Theoretically, the mutation detection rate and mutation burden of ctDNA are effective predictors of a high malignancy and poor prognosis. The mutation rate in Han patients was significantly higher than that in Uygur patients, but there was no significant difference in mutation burden among the positive individuals. The results suggest that the Uygur population may have higher resistance to NSCLC onset, but the Han population may have a higher risk to develop NSCLC once mutations occur.
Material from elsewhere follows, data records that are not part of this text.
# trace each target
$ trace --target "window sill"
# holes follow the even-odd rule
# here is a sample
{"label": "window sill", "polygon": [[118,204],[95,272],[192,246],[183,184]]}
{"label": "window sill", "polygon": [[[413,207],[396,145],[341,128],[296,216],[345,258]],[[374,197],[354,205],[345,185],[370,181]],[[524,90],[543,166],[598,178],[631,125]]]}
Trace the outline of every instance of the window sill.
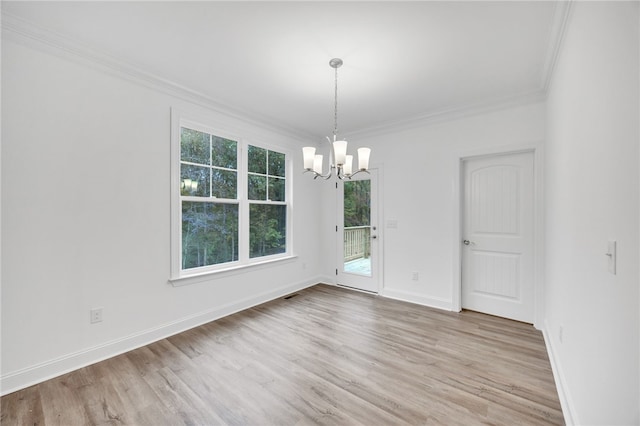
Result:
{"label": "window sill", "polygon": [[242,274],[251,270],[262,269],[276,263],[289,263],[297,259],[297,255],[278,257],[276,259],[263,260],[245,265],[236,265],[224,269],[216,269],[215,271],[201,272],[197,274],[184,275],[176,278],[169,278],[169,283],[174,287],[182,287],[190,284],[198,284],[205,281],[217,280],[233,275]]}

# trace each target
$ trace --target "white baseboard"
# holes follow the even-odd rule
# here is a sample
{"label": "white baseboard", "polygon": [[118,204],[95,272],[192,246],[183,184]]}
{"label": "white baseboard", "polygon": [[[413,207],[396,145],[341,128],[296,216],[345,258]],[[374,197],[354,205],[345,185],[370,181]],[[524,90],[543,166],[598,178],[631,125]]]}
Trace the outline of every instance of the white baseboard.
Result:
{"label": "white baseboard", "polygon": [[569,388],[562,372],[561,364],[558,362],[556,351],[554,349],[552,339],[549,337],[549,324],[544,321],[542,328],[542,335],[544,336],[544,343],[547,346],[547,354],[549,356],[549,362],[551,363],[551,371],[553,371],[553,379],[556,382],[556,389],[558,390],[558,398],[560,399],[560,406],[562,407],[562,415],[564,416],[564,422],[567,426],[578,425],[578,417],[576,416],[575,409],[573,408],[573,402],[569,394]]}
{"label": "white baseboard", "polygon": [[73,352],[59,358],[42,362],[21,370],[0,376],[0,395],[6,395],[45,380],[69,373],[96,362],[129,352],[133,349],[162,340],[202,324],[251,308],[261,303],[277,299],[289,293],[302,290],[323,282],[323,277],[314,277],[295,284],[278,287],[264,293],[247,297],[211,310],[199,312],[170,323],[134,333],[119,339]]}
{"label": "white baseboard", "polygon": [[388,297],[389,299],[402,300],[403,302],[417,303],[418,305],[424,305],[430,308],[444,309],[446,311],[453,310],[453,304],[450,299],[429,297],[405,290],[384,288],[380,292],[380,296]]}

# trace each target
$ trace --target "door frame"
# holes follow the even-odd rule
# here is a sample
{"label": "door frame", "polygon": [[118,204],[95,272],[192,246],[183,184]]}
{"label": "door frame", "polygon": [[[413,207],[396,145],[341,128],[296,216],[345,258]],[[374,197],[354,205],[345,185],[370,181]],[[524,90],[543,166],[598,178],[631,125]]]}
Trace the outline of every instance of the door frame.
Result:
{"label": "door frame", "polygon": [[541,330],[544,327],[544,210],[543,210],[543,148],[542,141],[523,145],[511,145],[493,148],[461,151],[454,155],[454,197],[453,197],[453,289],[451,310],[462,310],[462,233],[464,208],[464,161],[474,158],[500,155],[533,154],[533,325]]}
{"label": "door frame", "polygon": [[[373,165],[372,167],[369,168],[369,170],[374,171],[376,173],[376,214],[378,216],[378,224],[376,225],[377,230],[376,230],[376,244],[378,245],[378,249],[377,249],[377,256],[375,256],[373,258],[373,262],[375,262],[375,268],[373,268],[374,271],[377,270],[377,277],[374,275],[372,276],[372,279],[376,280],[376,286],[377,289],[375,291],[375,293],[366,291],[366,290],[361,290],[359,288],[356,287],[350,287],[344,284],[338,284],[338,269],[341,268],[343,265],[340,262],[339,256],[336,256],[336,275],[334,276],[334,280],[333,283],[336,286],[340,286],[342,288],[346,288],[349,290],[354,290],[354,291],[361,291],[364,293],[368,293],[368,294],[376,294],[376,295],[380,295],[382,293],[382,290],[384,289],[384,226],[382,226],[382,224],[384,224],[384,217],[383,217],[383,172],[382,172],[382,165],[381,164],[377,164],[377,165]],[[372,189],[373,190],[373,189]],[[341,194],[340,191],[338,191],[338,186],[337,186],[337,182],[336,182],[336,199],[335,199],[335,212],[336,212],[336,240],[335,240],[335,247],[336,247],[336,251],[339,252],[339,250],[337,249],[337,247],[339,247],[341,244],[344,244],[343,241],[343,235],[338,232],[338,217],[337,215],[344,215],[344,211],[340,211],[339,207],[342,205],[342,202],[340,200],[338,200],[339,195]],[[373,198],[373,197],[372,197]],[[373,267],[373,263],[372,263],[372,267]]]}

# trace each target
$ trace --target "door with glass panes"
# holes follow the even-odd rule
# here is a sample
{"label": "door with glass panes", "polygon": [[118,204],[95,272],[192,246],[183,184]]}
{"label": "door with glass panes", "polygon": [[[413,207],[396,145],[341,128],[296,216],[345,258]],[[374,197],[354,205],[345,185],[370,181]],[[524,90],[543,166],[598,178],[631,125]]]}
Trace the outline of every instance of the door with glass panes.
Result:
{"label": "door with glass panes", "polygon": [[378,173],[370,170],[340,181],[338,192],[337,283],[378,293],[380,230],[378,228]]}

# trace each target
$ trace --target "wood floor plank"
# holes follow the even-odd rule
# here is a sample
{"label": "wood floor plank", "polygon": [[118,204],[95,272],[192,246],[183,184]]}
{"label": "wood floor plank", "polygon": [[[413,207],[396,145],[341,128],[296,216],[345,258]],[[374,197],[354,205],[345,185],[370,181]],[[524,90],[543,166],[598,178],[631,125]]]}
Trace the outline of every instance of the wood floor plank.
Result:
{"label": "wood floor plank", "polygon": [[531,325],[317,285],[1,398],[4,425],[561,425]]}

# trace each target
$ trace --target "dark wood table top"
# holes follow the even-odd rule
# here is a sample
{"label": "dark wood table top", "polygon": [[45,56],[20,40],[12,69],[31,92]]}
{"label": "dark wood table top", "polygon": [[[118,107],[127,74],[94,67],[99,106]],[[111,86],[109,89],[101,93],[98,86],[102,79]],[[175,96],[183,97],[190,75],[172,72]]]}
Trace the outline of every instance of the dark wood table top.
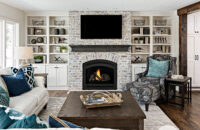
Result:
{"label": "dark wood table top", "polygon": [[48,73],[35,73],[34,76],[47,76]]}
{"label": "dark wood table top", "polygon": [[123,91],[121,106],[87,109],[80,100],[81,94],[92,91],[71,91],[62,106],[59,118],[76,119],[145,119],[146,116],[128,91]]}
{"label": "dark wood table top", "polygon": [[188,80],[190,80],[191,77],[187,77],[187,76],[184,76],[184,79],[172,79],[172,78],[166,78],[165,80],[166,81],[171,81],[171,82],[180,82],[180,83],[184,83],[184,82],[187,82]]}

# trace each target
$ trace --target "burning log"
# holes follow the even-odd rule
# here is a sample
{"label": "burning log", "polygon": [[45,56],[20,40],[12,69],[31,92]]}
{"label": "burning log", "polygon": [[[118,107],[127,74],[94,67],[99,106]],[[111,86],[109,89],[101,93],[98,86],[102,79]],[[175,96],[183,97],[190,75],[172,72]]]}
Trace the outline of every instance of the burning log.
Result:
{"label": "burning log", "polygon": [[94,81],[106,82],[109,80],[110,80],[110,76],[108,74],[102,74],[101,76],[99,76],[96,72],[93,73],[89,78],[89,82],[94,82]]}

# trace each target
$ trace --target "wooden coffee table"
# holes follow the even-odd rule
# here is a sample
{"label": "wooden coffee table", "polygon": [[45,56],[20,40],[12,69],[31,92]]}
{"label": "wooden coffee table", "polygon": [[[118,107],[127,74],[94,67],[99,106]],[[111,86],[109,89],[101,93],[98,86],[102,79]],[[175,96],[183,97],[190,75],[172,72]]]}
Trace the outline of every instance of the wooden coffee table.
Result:
{"label": "wooden coffee table", "polygon": [[121,106],[87,109],[82,104],[80,95],[91,92],[70,92],[58,117],[87,128],[144,129],[146,116],[130,92],[121,92],[124,101]]}

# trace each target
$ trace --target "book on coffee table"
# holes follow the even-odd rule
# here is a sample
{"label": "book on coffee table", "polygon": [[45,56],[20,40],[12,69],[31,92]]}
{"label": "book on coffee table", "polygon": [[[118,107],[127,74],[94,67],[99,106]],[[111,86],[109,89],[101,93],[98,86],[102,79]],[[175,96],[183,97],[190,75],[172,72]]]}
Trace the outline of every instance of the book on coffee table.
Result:
{"label": "book on coffee table", "polygon": [[90,96],[88,96],[88,97],[85,99],[85,102],[86,102],[87,104],[105,103],[105,102],[107,102],[107,100],[106,100],[104,97],[90,97]]}

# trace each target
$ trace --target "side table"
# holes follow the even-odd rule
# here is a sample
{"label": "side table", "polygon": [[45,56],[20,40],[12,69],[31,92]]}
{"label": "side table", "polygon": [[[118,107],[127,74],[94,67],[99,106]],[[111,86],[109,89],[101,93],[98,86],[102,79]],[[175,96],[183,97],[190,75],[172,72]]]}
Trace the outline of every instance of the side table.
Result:
{"label": "side table", "polygon": [[[174,97],[181,98],[181,104],[178,104],[176,102],[169,102],[168,99],[168,91],[170,86],[179,86],[181,90],[181,96],[176,96],[176,93]],[[185,97],[185,86],[187,86],[187,97]],[[184,99],[187,99],[191,102],[192,100],[192,78],[191,77],[184,77],[184,79],[172,79],[172,78],[166,78],[165,79],[165,97],[166,97],[166,103],[172,103],[176,105],[180,105],[182,109],[184,109]]]}
{"label": "side table", "polygon": [[47,88],[47,75],[48,75],[48,73],[36,73],[36,74],[34,74],[34,76],[41,76],[41,77],[44,77],[44,79],[45,79],[45,88]]}

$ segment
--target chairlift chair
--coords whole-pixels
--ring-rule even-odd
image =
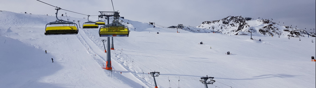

This study has some limitations. For example, according to smoking, we have not collect the information about smoking intensity and duration, which might be closely associated with mutations. Besides, our work did not further investigate the association between cfDNA mutations, tumor phenotypes and patient prognosis.

5. Conclusion

We conducted cfDNA sequencing in Uygur and Han patients and found that

• (1)The cfDNA level experienced sharp increase after NSCLC occurrence in Han patients but not in Uygur patients;
• (2)The plasma cfDNA content of Uygur patients was higher than Han patients, but their overall mutation frequency was lower than Han population.
• (3)Compared to the Han population, the Uygur population has a significant Wnt pathway enrichment, and 5 types of functional mutations represented were found only in the Uygur population.
• (4)The detection of cfDNA level, mutation difference and gene enrichment may be a useful tools in NSCLC patients diagnosis as well as individualized therapy between ethnicities.

Author contributions

Data curation: Jian Huang.

Formal analysis: Yuli Wang, Jing Li, Jian Huang, Li Li.

Funding acquisition: Yuli Wang.

Investigation: Yuli Wang.

Project administration: Chaoqun Wu, Ping Gong.

Writing – original draft: Jing Li, Jian Huang, Chaoqun Wu, Li Li.

Writing – review & editing: Chaoqun Wu, Li Li.

Glossary

Abbreviations: ADC = adenocarcinoma, cfDNAs = cell-free DNAs, CNV = copy number variation, ctDNA = circulating tumor DNA, LB = liquid biopsy, NSCLCs = non-small cell lung cancers, SCC = squamous cell carcinoma, SNV = point mutations, SV = structural variation, TB = tissue biopsy.